シオンはリアナの言葉に信じられない表情を浮かべるが、リアナとしては今の生活には大きな不満はない。確かに毎日休みもなく勉強を行うのは辛いが、そもそも本来であれば自分達は処刑されていてもおかしくはない立場だという事は理解している。それでも生かされているだけ有難く思い、彼女は今の立場に納得はしていた。

リアナは闘技祭での一件でレナの認識を改め、彼は尊敬に値する人物だと判断した。実際、不遇職でありながら圧倒的な力を持つ強者達を相手に戦い抜き、遂には誰よりも尊敬していた王妃の野望を打ち破ったのも彼である。最初は憎くて仕方なかったが、闘技祭で見せつけられた彼の実力を知って考えを改める。

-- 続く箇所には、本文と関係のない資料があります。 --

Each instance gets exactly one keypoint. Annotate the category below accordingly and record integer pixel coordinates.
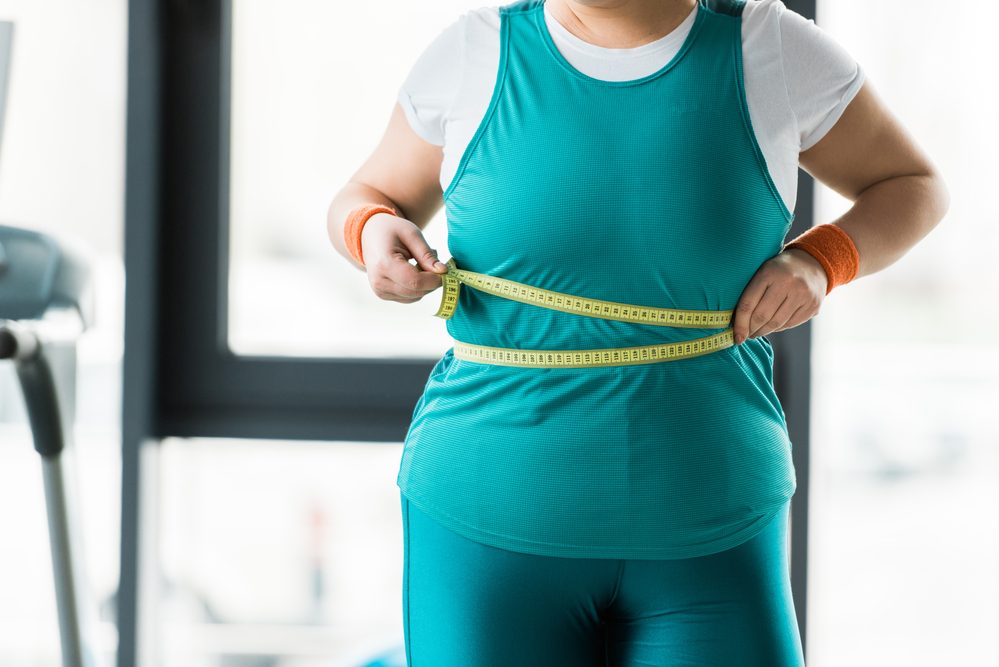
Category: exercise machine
(46, 302)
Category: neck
(620, 24)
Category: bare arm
(897, 193)
(898, 197)
(403, 172)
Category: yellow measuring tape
(609, 310)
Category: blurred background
(289, 553)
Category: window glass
(313, 86)
(904, 518)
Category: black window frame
(181, 379)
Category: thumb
(425, 256)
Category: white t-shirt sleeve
(820, 75)
(432, 84)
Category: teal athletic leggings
(467, 604)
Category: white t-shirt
(798, 80)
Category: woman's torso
(649, 192)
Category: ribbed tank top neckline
(537, 17)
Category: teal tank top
(652, 191)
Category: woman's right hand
(388, 242)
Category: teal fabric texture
(654, 192)
(469, 604)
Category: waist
(559, 316)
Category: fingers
(425, 256)
(778, 307)
(746, 318)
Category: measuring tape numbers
(577, 305)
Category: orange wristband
(835, 251)
(355, 223)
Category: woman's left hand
(787, 290)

「シオン、貴方だって初級魔法を覚えようとしたのは闘技祭でお兄様が戦う姿を見たからでしょう?」
「そっ、そんな事はないわよ!!」
「だったらどうして初級魔法を覚えただけで大丈夫だと思ったの?言っておくけど初級魔法は生活魔法と呼ばれるぐらいに力のない魔法なのよ。お兄様の場合は初級魔法と自分の職業の能力を生かしているからあんなに凄い魔法に強化できるの。私達にはお兄様のように初級魔法は使いこなせないわ」
「そ、そんなの分からないじゃない!!あいつにできる事なら私達にだってできるわよ」
「……呆れたわね」


レナの事を毛嫌いしながらもシオンは彼の扱う魔法自体は憧れを抱いていた。表向きは嫌っていながらもレナの実力は認めており、そんな彼女の心をリアナは見透かす。口では悪く言ってもシオンも昔の様にレナを恨んではおらず、彼の事を認めている。しかし、それを他人の前で口に出す事には拒否感を抱いている様子だった。

どちらにしろ初級魔法を身に付けただけでは役には立たず、レナの様に戦えるには何年も訓練しなければならない。レナが初級魔法を実戦で扱えるようになったのはアイリスの指導のお陰であり、並の人間ならば初級魔法の真の力は扱いこなせない。


「リアナ!!魔法の練習よ、今なら誰も見ていないから平気よ!!」
「もう、仕方ないわね……でも、練習が終わった後に勉強を教えて欲しいと言っても駄目だからね」
「そ、そんな事を言わないわよ!!」


リアナはシオンの言葉に冷や汗を流し、勉強嫌いの彼女は理由を付けては勉強をサボろうとする。そんなシオンにリアナは呆れながらも魔法の練習を付き合おうとした時、彼女は気配を感じ取って振り返った。